Pour relocaliser ses usines, la France doit pouvoir compter sur une élévation de qualification des salariés. Or la proportion d’ouvriers qualifiés a fondu comme peau de chagrin, au profit de nouveaux emplois liés aux plates-formes internationales. Souvent autoentrepreneurs, rarement salariés. Qu’importe ! L’ouvrier d’antan, relégué aux oubliettes, erre dans un nouveau larbinat dantesque à peine grimé. La réindustrialisation de la France passera par des choix politiques clairement identifiés assurant aux entreprises les conditions de leur réinstallation. Assurant à chaque jeune une citoyenneté libre et éclairée.

De qui les entreprises ont-elles besoin ? D’une main-d’œuvre qualifiée, compétente, diplômée dans des métiers indispensables qui ont été sacrifiés depuis tant de décennies – les confinements les ont rendus visibles. Difficile d’avoir des cols bleus quand l’ambition du pays n’était d’avoir que des cols blancs ! Un rêve altéré par la réalité économique pour de nombreux jeunes et leur famille.

Un tout-apprentissage illusoire

La mobilisation des « gilets jaunes » donne encore aux « expertologues » des heures d’analyse quand des démissions-fleuves représentent une nouvelle forme de mobilisation : depuis le premier confinement, de nombreux salariés ont démissionné dans l’hôtellerie-restauration. Des négociations ont abouti, en décembre 2021, à plus de 16 % d’augmentation de salaire et l’Union des métiers et des industries de l’hôtellerie (UMIH) sait qu’elle devra encore améliorer les conditions de travail pour pérenniser ses emplois.

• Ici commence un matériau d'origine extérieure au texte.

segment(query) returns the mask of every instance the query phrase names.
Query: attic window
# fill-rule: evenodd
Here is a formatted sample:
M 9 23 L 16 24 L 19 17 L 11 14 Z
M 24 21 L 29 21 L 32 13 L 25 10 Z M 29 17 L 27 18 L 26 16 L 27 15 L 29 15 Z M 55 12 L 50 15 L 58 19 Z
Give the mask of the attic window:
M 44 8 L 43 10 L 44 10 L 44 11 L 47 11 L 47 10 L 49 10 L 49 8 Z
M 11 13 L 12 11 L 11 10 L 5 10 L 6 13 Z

Face aux problèmes de recrutement, les grands groupes s’essayent à un système de formations maison prêtes à l’emploi. Ce ne sont pas ces structures palliatives, éparpillées façon puzzle au gré d’écoles d’entreprise, qui endigueront la pénurie de salariés qualifiés qui frappe tant de domaines, dont le BTP, mais aussi les métiers du soin à la personne… Ces métiers qu’on qualifiait de « manuels » ont été rendus inattractifs par des entreprises qui aujourd’hui les pleurent et, avec elles, tout le pays.

Depuis des décennies, les gouvernements successifs ont présenté l’apprentissage comme le remède miracle, jusqu’à aujourd’hui où l’exécutif peut se targuer d’être à l’origine d’une pépinière de plus de 700 000 apprentis. Une croissance qui sonne faux et qui s’inscrit dans des politiques usées depuis Jacques Chaban-Delmas dès… 1972. Ce sont à ces jeunes de moins de 20 ans qu’il faut proposer des véritables solutions appropriées, pour leur avenir et celui de l’ensemble de la nation. L’idée du tout-apprentissage est illusoire, galvaudée.

A défaut d’une récente ferveur pour l’apprentissage, ce sont surtout d’anciens contrats de qualification qui ont fait mécaniquement grimper les chiffres. Par ailleurs, il s’agit essentiellement d’un apprentissage de jeunes issus de l’enseignement supérieur, qui terminent leurs parcours de fin d’études et enrichissent leur CV : master 2, école d’ingénieurs, licence pro et BTS. C’est-à-dire les super-techniciens de demain, ni les ouvriers ni les employés qualifiés dont tout le pays a et aura besoin ! On est loin de répondre à la mise en œuvre d’une politique globale de l’emploi et de réindustrialisation, dans tous les secteurs de l’économie et du social…

Une politique entière à revoir

Dans les métiers traditionnels (boucherie, ébénisterie, cordonnerie…), le vivier de l’apprentissage concerne le plus souvent les enfants d’artisans et de commerçants dans l’optique d’une transmission familiale. Dans les autres métiers, les entreprises embauchent moins facilement ces jeunes de 15 à 17 ans. En trois décennies, leur profil a considérablement changé : fin des redoublements, difficultés accrues à la sortie du collège, non-maîtrise du fameux « socle commun de connaissances » pour une majorité d’entre eux. A 15 ou 16 ans, les jeunes d’aujourd’hui ne sont pas armés pour être déjà recrutés – pas assez mûrs, sans réseau et souvent trop en difficulté pour les entreprises. La fonction de l’apprentissage n’est pas d’être un essuie-tout absorbant le trop-plein de jeunes en déshérence scolaire et dont le système ne veut plus s’occuper malgré des solutions de relégation ; c’est déjà trop tard !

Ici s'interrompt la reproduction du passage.